Uitspraak
200307623/1 en 200307623/2.
Datum uitspraak: 18 februari 2004
AFDELING
BESTUURSRECHTSPRAAK
Uitspraak van de Voorzitter van de Afdeling bestuursrechtspraak van de Raad van State op het verzoek om het treffen van een voorlopige voorziening (artikel 8:81 van de Algemene wet bestuursrecht) en, met toepassing van artikel 8:86 van die wet, op het hoger beroep van:
[appellant], wonend te [woonplaats],
tegen de uitspraak van de voorzieningenrechter van de rechtbank 's-Gravenhage van 30 september 2003 in het geding tussen:
appellant
en
het college van burgemeester en wethouders van Alphen aan den Rijn.
1. Procesverloop
Bij besluit van 17 april 2003 heeft het college van burgemeester en wethouders van Alphen aan den Rijn (hierna: het college) bepaald dat appellant dwangsommen verbeurt indien hij niet voor 1 september 2003 de hooiberg op het perceel, plaatselijk bekend [locatie] te [plaats] (hierna: de hooiberg), in zijn oorspronkelijke staat heeft teruggebracht door het verwijderen van de houten wanden en kozijnen en de aangebrachte voorzieningen.
Bij besluit van 28 juli 2003 heeft het college het daartegen gemaakte bezwaar ongegrond verklaard.
Bij uitspraak van 30 september 2003, verzonden op 9 oktober 2003, heeft de voorzieningenrechter van de rechtbank 's-Gravenhage (hierna: de voorzieningenrechter) het daartegen ingestelde beroep gegrond verklaard, de bestreden beslissing op bezwaar vernietigd en bepaald dat het college met inachtneming van deze uitspraak een nieuwe beslissing op bezwaar dient te nemen. Deze uitspraak is aangehecht.

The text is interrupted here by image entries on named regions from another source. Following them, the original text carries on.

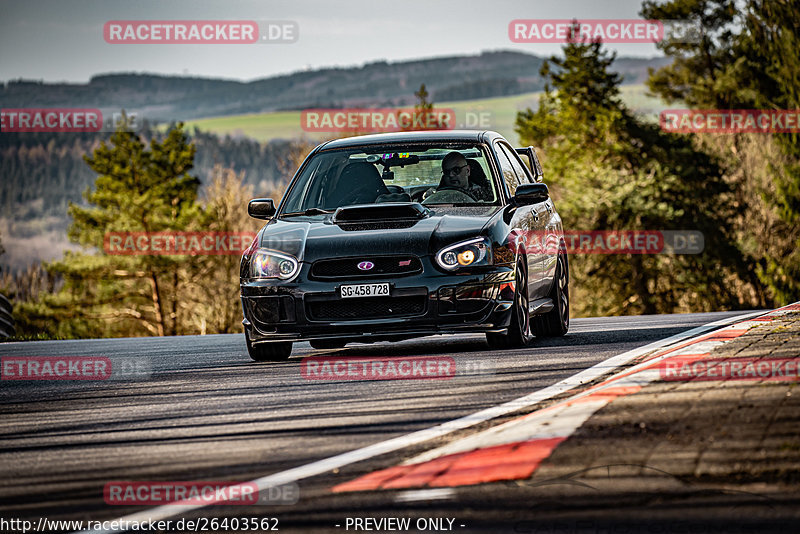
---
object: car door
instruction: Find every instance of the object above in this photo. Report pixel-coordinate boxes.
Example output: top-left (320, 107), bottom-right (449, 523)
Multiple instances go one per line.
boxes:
top-left (495, 142), bottom-right (544, 302)
top-left (515, 146), bottom-right (562, 296)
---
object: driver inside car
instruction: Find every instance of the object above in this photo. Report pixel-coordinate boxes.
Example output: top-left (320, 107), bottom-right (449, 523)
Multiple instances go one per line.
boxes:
top-left (423, 152), bottom-right (486, 204)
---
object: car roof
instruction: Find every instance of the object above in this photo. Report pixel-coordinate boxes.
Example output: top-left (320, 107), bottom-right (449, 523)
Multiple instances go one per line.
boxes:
top-left (313, 130), bottom-right (503, 152)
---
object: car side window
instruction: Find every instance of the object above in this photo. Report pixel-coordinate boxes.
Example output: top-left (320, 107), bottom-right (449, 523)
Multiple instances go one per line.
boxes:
top-left (495, 144), bottom-right (519, 196)
top-left (498, 144), bottom-right (531, 184)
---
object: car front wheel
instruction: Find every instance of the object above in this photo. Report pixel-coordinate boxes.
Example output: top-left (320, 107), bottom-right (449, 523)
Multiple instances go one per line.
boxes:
top-left (486, 256), bottom-right (533, 349)
top-left (533, 253), bottom-right (569, 337)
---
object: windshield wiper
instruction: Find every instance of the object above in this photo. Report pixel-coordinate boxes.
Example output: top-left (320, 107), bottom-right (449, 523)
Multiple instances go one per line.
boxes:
top-left (281, 208), bottom-right (333, 217)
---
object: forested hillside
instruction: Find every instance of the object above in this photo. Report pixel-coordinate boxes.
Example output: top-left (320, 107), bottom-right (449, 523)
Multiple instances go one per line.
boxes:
top-left (0, 51), bottom-right (666, 121)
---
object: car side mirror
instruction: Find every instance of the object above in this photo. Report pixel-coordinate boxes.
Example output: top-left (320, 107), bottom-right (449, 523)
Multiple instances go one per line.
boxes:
top-left (514, 183), bottom-right (550, 206)
top-left (247, 198), bottom-right (275, 219)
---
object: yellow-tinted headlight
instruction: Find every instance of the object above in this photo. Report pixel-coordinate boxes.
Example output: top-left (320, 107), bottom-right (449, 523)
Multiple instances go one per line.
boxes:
top-left (458, 249), bottom-right (475, 265)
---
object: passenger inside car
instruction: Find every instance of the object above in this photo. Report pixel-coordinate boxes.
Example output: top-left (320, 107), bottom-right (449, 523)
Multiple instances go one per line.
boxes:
top-left (423, 151), bottom-right (493, 200)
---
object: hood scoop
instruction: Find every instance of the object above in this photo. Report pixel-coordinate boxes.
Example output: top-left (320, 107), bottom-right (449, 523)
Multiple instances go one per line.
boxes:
top-left (333, 202), bottom-right (430, 225)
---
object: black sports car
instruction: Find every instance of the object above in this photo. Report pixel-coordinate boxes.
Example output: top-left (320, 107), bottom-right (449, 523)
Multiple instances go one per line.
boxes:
top-left (241, 131), bottom-right (569, 361)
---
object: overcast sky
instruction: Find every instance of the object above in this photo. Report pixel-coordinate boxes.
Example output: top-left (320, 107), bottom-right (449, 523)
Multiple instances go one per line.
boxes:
top-left (0, 0), bottom-right (662, 82)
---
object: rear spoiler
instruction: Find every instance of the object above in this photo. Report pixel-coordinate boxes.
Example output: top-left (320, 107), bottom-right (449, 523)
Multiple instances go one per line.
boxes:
top-left (515, 146), bottom-right (544, 182)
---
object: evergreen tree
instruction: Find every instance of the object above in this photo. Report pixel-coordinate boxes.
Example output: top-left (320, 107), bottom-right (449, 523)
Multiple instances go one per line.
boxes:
top-left (642, 0), bottom-right (800, 305)
top-left (52, 125), bottom-right (201, 335)
top-left (516, 26), bottom-right (745, 315)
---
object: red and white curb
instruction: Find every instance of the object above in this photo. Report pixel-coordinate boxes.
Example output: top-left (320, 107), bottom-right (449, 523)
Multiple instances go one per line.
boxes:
top-left (73, 312), bottom-right (776, 534)
top-left (332, 303), bottom-right (800, 492)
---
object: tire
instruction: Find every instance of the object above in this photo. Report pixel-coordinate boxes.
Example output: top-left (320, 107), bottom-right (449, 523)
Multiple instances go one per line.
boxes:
top-left (244, 328), bottom-right (292, 362)
top-left (486, 256), bottom-right (533, 350)
top-left (309, 339), bottom-right (347, 350)
top-left (533, 253), bottom-right (569, 337)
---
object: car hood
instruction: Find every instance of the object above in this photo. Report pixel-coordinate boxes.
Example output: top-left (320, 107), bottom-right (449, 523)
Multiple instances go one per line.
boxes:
top-left (259, 206), bottom-right (501, 263)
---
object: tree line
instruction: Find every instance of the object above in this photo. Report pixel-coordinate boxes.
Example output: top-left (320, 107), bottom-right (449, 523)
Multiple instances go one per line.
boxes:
top-left (516, 0), bottom-right (800, 315)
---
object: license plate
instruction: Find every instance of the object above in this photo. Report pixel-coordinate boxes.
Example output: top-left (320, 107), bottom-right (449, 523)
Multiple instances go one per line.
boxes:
top-left (340, 282), bottom-right (389, 299)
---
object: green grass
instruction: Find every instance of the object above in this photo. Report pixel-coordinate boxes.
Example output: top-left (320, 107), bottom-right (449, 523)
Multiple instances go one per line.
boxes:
top-left (186, 85), bottom-right (667, 143)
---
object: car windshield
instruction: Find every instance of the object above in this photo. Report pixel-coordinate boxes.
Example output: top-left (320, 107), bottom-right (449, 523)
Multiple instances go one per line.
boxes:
top-left (281, 144), bottom-right (499, 216)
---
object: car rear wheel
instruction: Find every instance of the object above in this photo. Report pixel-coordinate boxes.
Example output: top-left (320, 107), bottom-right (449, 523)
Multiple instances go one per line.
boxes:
top-left (309, 339), bottom-right (347, 350)
top-left (486, 256), bottom-right (533, 349)
top-left (244, 328), bottom-right (292, 362)
top-left (533, 253), bottom-right (569, 337)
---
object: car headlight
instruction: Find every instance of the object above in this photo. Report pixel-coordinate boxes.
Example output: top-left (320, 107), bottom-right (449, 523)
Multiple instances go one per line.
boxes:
top-left (250, 248), bottom-right (300, 280)
top-left (436, 237), bottom-right (491, 271)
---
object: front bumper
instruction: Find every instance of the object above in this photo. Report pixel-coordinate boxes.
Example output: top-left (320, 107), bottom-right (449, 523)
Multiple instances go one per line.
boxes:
top-left (241, 260), bottom-right (514, 343)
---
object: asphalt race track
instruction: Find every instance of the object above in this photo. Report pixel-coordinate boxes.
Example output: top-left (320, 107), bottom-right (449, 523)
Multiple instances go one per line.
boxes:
top-left (0, 312), bottom-right (772, 532)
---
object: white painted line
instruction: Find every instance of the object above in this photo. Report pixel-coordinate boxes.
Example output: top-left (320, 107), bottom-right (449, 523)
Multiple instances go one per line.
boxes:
top-left (75, 312), bottom-right (765, 534)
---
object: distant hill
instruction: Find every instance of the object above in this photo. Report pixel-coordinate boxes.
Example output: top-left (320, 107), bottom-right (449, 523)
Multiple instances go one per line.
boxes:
top-left (0, 51), bottom-right (669, 121)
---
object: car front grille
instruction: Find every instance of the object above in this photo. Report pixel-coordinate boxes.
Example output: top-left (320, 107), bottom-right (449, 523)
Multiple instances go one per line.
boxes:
top-left (311, 256), bottom-right (422, 280)
top-left (306, 295), bottom-right (426, 321)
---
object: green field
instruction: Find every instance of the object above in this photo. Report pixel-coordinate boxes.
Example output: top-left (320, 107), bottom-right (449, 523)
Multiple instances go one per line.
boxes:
top-left (187, 85), bottom-right (667, 143)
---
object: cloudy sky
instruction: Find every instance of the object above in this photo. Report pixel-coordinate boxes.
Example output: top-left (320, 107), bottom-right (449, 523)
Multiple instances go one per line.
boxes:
top-left (0, 0), bottom-right (661, 82)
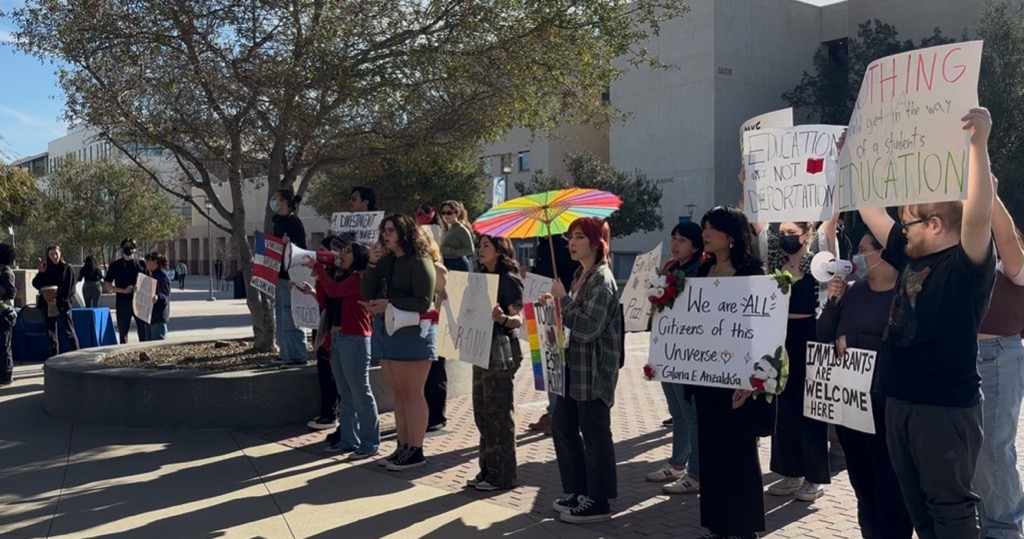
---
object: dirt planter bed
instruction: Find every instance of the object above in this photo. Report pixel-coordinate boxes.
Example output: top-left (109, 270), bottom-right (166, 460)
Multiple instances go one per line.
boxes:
top-left (43, 339), bottom-right (471, 428)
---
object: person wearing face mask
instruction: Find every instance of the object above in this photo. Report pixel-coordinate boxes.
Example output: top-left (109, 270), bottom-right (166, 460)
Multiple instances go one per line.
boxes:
top-left (816, 234), bottom-right (913, 539)
top-left (103, 238), bottom-right (145, 344)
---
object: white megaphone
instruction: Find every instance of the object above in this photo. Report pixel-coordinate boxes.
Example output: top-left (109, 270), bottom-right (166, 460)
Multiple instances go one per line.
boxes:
top-left (384, 303), bottom-right (434, 338)
top-left (811, 251), bottom-right (857, 283)
top-left (283, 242), bottom-right (341, 272)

Tegen deze uitspraak heeft appellant bij brief van 17 november 2003, bij de Raad van State ingekomen op 18 november 2003, hoger beroep ingesteld. De gronden zijn aangevuld bij brief van 11 december 2003. Deze brieven zijn aangehecht.
Bij brief van 12 januari 2004, bij de Raad van State ingekomen op 13 januari 2004, heeft appellant de Voorzitter verzocht een voorlopige voorziening te treffen.
Bij besluit van 10 december 2003 heeft het college, gevolg gevend aan de uitspraak van de voorzieningenrechter, het door appellant gemaakte bezwaar tegen de hem opgelegde last onder dwangsom inzake de hooiberg, gegrond verklaard wat betreft de beschrijving van hetgeen dat dient te worden verwijderd ter voldoening aan de last, en voor het overige ongegrond verklaard.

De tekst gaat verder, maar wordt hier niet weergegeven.